Brokers précis their estimates on the usual catalysts.

Upside risks include an acceleration of store rollouts, reduced competition as traditional on-premise operators bow out, and potential M&A given Collins’ strong balance sheet.

Downside risks include the usual covid resurgence caveats; supply chain and input cost pressures; execution risk, changing consumer preferences, the Yum! relationship, and a disruption in store rollout momentum.

About the only point of disagreement is whether the figures justify a Buy rating or Neutral (or their equivalents).
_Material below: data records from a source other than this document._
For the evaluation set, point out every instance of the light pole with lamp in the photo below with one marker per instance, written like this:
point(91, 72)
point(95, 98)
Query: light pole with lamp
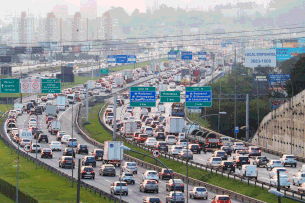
point(279, 194)
point(128, 149)
point(187, 134)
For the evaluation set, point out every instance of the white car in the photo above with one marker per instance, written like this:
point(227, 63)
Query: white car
point(274, 171)
point(289, 160)
point(182, 142)
point(150, 175)
point(65, 138)
point(150, 142)
point(214, 161)
point(174, 150)
point(238, 146)
point(284, 180)
point(55, 145)
point(273, 163)
point(24, 142)
point(170, 139)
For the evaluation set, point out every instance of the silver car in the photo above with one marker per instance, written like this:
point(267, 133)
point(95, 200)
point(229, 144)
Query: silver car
point(127, 177)
point(118, 187)
point(199, 192)
point(186, 154)
point(130, 167)
point(149, 185)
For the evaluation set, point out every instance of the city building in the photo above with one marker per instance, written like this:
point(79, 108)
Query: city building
point(88, 9)
point(23, 29)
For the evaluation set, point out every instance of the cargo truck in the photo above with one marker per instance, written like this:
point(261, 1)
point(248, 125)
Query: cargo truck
point(174, 125)
point(119, 81)
point(177, 109)
point(129, 128)
point(55, 127)
point(113, 154)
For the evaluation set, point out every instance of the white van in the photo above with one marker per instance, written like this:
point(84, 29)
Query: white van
point(249, 171)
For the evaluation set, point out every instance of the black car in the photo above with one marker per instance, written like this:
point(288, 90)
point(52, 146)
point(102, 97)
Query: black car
point(228, 150)
point(160, 136)
point(162, 146)
point(46, 153)
point(89, 161)
point(166, 174)
point(68, 152)
point(39, 110)
point(241, 160)
point(195, 148)
point(43, 137)
point(66, 162)
point(226, 166)
point(81, 148)
point(98, 154)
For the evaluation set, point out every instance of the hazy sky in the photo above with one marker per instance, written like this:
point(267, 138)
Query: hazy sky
point(37, 7)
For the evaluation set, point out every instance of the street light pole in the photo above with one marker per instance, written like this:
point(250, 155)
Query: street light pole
point(128, 149)
point(187, 139)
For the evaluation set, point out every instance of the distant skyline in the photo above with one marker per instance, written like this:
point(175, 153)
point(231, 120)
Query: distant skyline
point(41, 7)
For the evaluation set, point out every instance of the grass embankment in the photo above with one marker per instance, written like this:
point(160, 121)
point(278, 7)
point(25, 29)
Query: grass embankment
point(40, 184)
point(100, 134)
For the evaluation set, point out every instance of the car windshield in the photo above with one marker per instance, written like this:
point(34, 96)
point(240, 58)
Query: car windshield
point(201, 189)
point(224, 198)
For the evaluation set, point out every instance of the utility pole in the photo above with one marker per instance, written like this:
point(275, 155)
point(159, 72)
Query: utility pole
point(78, 182)
point(114, 117)
point(278, 185)
point(247, 117)
point(235, 94)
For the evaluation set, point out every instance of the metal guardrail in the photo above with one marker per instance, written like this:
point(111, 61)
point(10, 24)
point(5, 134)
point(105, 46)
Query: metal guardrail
point(232, 194)
point(62, 174)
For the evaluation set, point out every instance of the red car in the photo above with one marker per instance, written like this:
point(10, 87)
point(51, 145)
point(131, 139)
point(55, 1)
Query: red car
point(221, 199)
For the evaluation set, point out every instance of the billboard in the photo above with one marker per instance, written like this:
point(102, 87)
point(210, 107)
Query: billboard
point(255, 58)
point(277, 81)
point(260, 84)
point(276, 102)
point(283, 54)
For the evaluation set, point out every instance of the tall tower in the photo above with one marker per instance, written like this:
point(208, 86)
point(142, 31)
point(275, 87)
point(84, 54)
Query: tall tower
point(88, 9)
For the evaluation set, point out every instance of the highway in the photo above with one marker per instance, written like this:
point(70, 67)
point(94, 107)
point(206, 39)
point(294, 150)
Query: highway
point(100, 181)
point(202, 158)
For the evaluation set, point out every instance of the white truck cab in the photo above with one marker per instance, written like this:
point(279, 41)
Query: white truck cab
point(249, 171)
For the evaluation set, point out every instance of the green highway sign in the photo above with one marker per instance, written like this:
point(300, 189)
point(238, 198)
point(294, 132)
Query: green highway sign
point(143, 96)
point(170, 96)
point(142, 104)
point(149, 89)
point(104, 71)
point(50, 86)
point(10, 86)
point(198, 96)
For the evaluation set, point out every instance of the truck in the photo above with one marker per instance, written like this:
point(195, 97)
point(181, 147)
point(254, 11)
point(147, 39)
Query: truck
point(127, 74)
point(55, 127)
point(129, 128)
point(177, 79)
point(177, 109)
point(113, 154)
point(51, 110)
point(185, 71)
point(190, 127)
point(174, 125)
point(71, 98)
point(119, 81)
point(212, 142)
point(25, 134)
point(61, 100)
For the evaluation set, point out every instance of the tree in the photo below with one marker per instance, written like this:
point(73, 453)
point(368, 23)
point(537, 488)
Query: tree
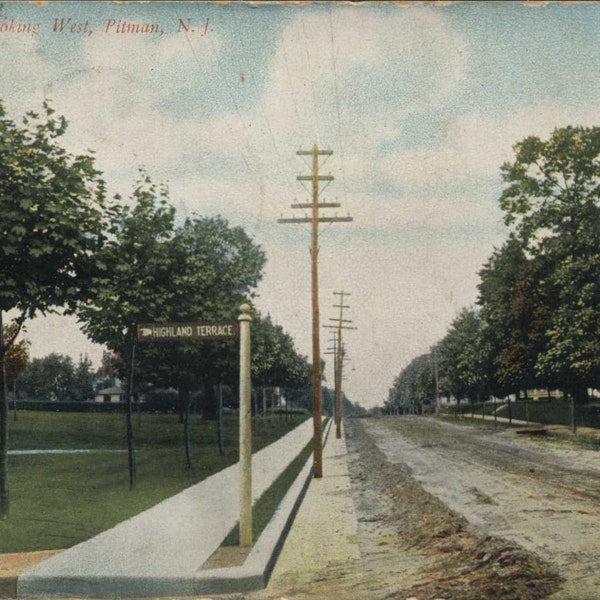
point(51, 222)
point(415, 385)
point(514, 319)
point(464, 362)
point(131, 282)
point(552, 200)
point(17, 356)
point(49, 378)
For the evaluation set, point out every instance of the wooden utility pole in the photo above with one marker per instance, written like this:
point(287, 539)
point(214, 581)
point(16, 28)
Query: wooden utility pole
point(339, 362)
point(315, 219)
point(245, 428)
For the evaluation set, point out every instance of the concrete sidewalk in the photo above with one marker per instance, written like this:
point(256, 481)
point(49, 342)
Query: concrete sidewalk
point(324, 533)
point(160, 551)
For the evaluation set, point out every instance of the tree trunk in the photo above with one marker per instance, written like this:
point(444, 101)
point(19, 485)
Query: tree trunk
point(4, 493)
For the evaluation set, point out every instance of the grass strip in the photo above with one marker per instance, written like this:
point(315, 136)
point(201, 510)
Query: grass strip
point(267, 504)
point(58, 500)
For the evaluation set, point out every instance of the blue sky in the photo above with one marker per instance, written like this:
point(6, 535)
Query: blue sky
point(420, 104)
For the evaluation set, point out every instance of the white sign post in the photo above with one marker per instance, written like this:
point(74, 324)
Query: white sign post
point(245, 429)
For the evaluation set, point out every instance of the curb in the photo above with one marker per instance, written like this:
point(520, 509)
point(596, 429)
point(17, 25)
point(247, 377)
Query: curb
point(253, 574)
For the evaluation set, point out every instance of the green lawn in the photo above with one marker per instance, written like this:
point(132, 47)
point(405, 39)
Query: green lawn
point(58, 500)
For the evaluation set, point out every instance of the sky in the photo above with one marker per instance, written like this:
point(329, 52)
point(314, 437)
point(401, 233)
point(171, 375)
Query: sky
point(420, 104)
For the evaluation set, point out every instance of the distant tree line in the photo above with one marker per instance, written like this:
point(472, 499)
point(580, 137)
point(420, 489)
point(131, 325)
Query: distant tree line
point(115, 262)
point(537, 319)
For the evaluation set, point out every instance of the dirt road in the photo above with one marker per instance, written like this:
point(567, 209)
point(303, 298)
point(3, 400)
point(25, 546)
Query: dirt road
point(449, 512)
point(531, 492)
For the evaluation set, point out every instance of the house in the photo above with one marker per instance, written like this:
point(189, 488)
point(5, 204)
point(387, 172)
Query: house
point(112, 394)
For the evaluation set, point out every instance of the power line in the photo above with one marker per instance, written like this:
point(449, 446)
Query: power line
point(315, 219)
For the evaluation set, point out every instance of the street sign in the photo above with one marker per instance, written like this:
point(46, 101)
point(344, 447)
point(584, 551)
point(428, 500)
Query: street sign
point(176, 332)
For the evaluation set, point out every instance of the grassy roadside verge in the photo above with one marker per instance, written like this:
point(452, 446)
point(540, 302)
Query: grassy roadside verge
point(58, 500)
point(585, 437)
point(266, 505)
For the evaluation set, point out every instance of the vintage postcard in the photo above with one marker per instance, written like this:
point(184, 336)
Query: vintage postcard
point(355, 172)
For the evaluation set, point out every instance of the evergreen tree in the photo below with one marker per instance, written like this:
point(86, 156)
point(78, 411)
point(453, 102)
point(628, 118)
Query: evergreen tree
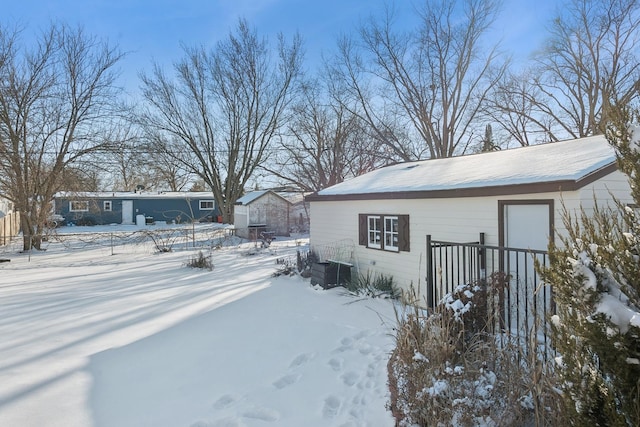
point(595, 273)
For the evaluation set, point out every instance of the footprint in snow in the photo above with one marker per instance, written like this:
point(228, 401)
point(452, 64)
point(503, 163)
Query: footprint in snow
point(336, 363)
point(350, 378)
point(287, 380)
point(331, 407)
point(228, 422)
point(263, 414)
point(225, 401)
point(301, 359)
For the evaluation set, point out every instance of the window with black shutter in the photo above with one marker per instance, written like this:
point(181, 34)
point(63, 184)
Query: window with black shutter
point(385, 232)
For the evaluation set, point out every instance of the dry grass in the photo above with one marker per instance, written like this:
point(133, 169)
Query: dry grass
point(447, 369)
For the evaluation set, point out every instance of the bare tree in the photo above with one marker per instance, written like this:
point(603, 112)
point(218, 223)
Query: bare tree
point(588, 63)
point(324, 143)
point(162, 167)
point(223, 108)
point(55, 101)
point(514, 105)
point(432, 81)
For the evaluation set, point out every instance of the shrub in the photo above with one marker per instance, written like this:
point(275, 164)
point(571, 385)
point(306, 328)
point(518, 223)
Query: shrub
point(304, 261)
point(201, 261)
point(373, 285)
point(447, 369)
point(597, 288)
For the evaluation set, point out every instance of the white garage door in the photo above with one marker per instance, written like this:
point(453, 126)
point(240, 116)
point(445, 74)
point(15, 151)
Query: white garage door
point(526, 226)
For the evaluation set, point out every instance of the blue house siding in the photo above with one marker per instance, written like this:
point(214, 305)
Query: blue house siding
point(107, 208)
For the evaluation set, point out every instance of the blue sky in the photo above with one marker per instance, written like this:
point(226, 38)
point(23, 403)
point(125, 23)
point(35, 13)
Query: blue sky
point(154, 30)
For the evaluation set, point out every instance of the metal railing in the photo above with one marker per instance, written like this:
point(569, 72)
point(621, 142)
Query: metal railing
point(519, 303)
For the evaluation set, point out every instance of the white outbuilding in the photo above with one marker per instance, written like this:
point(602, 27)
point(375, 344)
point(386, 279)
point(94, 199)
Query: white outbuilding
point(378, 222)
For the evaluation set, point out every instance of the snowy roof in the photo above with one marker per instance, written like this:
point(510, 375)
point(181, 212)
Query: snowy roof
point(570, 160)
point(254, 195)
point(250, 197)
point(135, 195)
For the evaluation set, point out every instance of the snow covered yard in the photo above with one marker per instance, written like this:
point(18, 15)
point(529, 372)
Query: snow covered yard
point(136, 338)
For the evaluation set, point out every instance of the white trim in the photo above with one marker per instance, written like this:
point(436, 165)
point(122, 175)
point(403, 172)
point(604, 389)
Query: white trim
point(389, 234)
point(374, 234)
point(72, 202)
point(213, 205)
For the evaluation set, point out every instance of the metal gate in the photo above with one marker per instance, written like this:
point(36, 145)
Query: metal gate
point(518, 302)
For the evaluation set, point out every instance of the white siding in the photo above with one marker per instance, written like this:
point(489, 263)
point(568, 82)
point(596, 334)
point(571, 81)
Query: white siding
point(334, 225)
point(269, 210)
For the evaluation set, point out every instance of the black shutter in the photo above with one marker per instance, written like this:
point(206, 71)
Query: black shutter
point(362, 230)
point(403, 233)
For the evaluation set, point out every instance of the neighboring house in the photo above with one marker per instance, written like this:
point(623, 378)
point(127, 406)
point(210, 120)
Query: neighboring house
point(259, 211)
point(99, 208)
point(9, 221)
point(379, 221)
point(298, 211)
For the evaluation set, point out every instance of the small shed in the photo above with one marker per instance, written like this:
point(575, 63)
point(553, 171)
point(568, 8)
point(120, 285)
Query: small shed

Macquarie believes Collins 10% premium to the ASX200 Small Ords Index is justified given double-digit earnings forecasts over the medium term, and flags a Buy rating.

UBS forecasts a strong recovery from covid over the next year or two, but says the 14% compound average growth rate of 14% is already priced into the 26x earnings multiple and remains Neutral.

Commsec notes Collins’ technical indicators look supportive.

Jarden (Buy) has a target price of $13.31; Wilson (Overweight) $13.15 and Cannacord (Buy)  $13.35.

The database has one Buy rating (Macquarie) and two Hold, with a consensus target price of $12.72, in the wake of the share price response, suggests -5.1% downside.